Mittwoch, 21. September 2011

Wahlen in Berlin: Kapitalismus


Nicht lange ist es her, da habe ich von den Wahlen in Berlin berichtet. Jetzt sind die Resultate da und ich möchte nochmals auf das Thema zurückkommen, jedoch in möglicherweise etwas abwegiger Art und Weise. Doch der Reihe nach.

Die drei interessantesten Resultate sind:
  • Wowereit bleibt Bürgermeister (bald wohl: "reich, aber immer noch sexy")
  • die Piraten holen in der deutschen Hauptstadt 9% der Stimmen und haben anscheinend zu wenig Personal um diese 9% zu besetzen
  • die unsägliche NPD holt mit 2,1% mehr Stimmen als die FDP mit 1,8%
Das ist Berlin. Und das soll man noch verstehen, Herr Wowereit?

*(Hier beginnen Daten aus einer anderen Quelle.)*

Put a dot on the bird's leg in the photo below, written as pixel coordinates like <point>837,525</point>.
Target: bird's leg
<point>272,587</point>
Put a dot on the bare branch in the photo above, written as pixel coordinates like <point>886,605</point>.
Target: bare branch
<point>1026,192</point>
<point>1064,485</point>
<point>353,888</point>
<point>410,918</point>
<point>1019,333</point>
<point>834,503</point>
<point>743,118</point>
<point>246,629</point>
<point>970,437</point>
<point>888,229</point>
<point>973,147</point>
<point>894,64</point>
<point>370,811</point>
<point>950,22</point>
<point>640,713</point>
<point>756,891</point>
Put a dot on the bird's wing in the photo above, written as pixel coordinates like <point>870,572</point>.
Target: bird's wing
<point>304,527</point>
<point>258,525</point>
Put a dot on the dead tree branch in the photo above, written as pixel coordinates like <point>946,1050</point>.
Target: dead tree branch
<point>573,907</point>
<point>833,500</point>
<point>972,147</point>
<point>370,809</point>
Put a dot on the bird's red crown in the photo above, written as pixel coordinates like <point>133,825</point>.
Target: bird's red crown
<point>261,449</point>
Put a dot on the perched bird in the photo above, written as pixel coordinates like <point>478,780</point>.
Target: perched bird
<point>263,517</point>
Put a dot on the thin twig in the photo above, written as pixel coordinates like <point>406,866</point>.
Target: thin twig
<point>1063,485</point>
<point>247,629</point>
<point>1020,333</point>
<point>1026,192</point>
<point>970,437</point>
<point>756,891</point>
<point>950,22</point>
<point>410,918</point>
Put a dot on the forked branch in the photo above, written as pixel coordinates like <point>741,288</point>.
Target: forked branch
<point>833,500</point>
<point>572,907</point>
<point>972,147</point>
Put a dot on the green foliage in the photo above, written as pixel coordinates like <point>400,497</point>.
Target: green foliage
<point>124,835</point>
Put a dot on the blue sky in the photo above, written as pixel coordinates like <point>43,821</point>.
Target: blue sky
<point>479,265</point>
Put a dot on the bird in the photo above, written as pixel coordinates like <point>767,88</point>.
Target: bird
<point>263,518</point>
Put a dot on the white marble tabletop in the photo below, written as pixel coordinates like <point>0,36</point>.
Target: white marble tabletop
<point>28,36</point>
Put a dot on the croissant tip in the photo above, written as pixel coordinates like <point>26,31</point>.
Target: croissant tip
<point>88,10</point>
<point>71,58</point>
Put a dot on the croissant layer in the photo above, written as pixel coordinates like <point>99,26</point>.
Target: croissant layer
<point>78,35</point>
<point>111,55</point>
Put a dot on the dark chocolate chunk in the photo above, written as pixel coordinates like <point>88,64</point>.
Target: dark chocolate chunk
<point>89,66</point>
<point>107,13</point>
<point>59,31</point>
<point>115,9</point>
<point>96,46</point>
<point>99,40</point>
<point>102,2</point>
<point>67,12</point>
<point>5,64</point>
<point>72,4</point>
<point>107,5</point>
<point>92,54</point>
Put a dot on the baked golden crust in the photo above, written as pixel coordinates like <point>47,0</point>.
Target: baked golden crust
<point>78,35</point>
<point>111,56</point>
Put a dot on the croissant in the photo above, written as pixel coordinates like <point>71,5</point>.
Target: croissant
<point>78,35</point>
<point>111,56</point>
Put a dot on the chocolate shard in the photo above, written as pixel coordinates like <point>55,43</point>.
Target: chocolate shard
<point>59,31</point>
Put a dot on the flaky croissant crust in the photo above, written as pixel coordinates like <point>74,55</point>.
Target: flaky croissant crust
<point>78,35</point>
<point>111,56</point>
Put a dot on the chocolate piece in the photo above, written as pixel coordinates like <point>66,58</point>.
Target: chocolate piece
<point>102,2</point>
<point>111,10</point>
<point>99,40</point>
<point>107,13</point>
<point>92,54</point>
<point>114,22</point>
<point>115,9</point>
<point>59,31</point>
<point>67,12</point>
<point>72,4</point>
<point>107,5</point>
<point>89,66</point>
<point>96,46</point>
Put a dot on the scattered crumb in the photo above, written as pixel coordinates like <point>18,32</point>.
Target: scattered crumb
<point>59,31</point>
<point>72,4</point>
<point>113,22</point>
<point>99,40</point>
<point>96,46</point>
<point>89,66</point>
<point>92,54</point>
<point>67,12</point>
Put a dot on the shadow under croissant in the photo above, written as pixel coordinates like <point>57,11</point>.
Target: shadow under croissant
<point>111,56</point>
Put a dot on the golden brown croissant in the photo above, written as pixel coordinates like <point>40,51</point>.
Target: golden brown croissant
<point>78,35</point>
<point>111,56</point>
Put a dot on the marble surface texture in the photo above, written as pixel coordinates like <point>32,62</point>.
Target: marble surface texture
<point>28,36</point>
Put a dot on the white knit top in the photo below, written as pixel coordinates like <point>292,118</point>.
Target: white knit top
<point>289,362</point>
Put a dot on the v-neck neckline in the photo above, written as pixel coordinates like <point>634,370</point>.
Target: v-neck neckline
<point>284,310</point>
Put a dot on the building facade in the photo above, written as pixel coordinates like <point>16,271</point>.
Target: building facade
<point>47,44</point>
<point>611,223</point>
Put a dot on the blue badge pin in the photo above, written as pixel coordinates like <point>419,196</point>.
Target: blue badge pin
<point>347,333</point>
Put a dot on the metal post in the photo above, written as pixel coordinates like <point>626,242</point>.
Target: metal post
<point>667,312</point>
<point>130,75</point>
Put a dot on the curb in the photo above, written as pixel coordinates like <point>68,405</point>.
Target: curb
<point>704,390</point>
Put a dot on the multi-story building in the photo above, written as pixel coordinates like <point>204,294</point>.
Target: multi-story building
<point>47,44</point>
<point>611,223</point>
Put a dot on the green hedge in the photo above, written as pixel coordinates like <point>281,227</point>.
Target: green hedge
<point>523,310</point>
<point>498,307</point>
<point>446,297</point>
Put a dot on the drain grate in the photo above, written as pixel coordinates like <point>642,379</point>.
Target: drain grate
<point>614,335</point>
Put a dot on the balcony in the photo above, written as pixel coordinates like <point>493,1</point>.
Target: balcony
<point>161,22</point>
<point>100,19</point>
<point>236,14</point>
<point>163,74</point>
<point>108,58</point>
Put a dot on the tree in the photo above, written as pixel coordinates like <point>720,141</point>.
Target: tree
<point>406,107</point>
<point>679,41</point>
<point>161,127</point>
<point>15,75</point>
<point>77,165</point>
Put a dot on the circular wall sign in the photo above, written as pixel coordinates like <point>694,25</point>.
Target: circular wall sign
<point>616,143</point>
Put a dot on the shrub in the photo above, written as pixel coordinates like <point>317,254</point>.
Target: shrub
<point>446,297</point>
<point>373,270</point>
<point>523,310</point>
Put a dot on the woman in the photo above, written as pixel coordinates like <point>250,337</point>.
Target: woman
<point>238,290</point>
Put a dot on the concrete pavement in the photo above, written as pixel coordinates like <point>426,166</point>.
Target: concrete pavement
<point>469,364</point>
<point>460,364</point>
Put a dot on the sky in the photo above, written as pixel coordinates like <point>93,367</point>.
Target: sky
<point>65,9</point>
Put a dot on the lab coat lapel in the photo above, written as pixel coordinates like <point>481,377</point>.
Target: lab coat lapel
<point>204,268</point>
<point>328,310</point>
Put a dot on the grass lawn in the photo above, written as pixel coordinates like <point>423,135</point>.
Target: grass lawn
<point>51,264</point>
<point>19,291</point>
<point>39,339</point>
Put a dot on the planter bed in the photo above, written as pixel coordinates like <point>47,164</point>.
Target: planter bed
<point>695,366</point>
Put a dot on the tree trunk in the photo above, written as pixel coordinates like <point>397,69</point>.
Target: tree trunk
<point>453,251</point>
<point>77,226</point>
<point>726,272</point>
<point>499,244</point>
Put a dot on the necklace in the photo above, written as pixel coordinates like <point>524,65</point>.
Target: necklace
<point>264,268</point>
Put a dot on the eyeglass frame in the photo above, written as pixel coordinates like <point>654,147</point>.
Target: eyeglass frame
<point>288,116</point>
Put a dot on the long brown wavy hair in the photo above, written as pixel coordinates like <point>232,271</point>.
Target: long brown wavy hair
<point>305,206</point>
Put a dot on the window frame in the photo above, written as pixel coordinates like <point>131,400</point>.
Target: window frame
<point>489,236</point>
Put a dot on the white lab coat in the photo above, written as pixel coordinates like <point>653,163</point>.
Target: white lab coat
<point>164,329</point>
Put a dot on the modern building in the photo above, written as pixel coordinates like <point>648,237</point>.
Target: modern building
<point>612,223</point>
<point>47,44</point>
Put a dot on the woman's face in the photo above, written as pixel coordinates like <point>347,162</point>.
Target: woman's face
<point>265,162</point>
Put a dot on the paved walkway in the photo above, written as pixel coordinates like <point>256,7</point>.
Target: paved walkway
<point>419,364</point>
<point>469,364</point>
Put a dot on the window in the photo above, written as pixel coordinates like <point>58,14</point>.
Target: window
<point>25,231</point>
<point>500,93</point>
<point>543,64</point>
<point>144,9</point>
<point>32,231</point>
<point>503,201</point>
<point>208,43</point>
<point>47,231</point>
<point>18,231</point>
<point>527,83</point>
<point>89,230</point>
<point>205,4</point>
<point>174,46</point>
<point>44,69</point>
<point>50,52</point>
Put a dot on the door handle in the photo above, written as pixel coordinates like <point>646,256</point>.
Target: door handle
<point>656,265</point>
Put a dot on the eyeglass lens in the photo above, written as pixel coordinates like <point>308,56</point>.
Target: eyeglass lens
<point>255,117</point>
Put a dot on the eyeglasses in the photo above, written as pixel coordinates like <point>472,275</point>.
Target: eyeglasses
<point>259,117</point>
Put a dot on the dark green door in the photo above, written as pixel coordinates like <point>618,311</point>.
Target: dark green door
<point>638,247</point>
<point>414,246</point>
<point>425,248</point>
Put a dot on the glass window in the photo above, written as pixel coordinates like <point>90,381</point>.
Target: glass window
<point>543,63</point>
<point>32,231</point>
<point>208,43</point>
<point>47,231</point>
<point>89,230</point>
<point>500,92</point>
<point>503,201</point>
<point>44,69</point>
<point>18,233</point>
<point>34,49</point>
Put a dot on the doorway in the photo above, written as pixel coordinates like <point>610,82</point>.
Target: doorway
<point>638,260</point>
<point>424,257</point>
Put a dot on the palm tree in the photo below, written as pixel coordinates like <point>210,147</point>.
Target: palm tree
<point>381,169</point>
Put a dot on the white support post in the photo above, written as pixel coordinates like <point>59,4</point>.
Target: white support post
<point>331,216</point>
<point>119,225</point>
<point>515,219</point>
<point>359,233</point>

Wie dem auch sei, ich habe sowieso wenig Ahnung von Berliner Politik und halte es hier und auch sonst gerne mit Sokrates. Trotzdem möchte ich jetzt mal noch einen Giftpfeil abfeuern, schliesslich musste der Weise 399 vor Christus auch zum Giftbecher greifen, was mich noch heute empört (P.S. Kriegen die Griechen heute die späte Strafe? / P.P.S. Hessel sagt ich soll mich empören, also keine Klagen!).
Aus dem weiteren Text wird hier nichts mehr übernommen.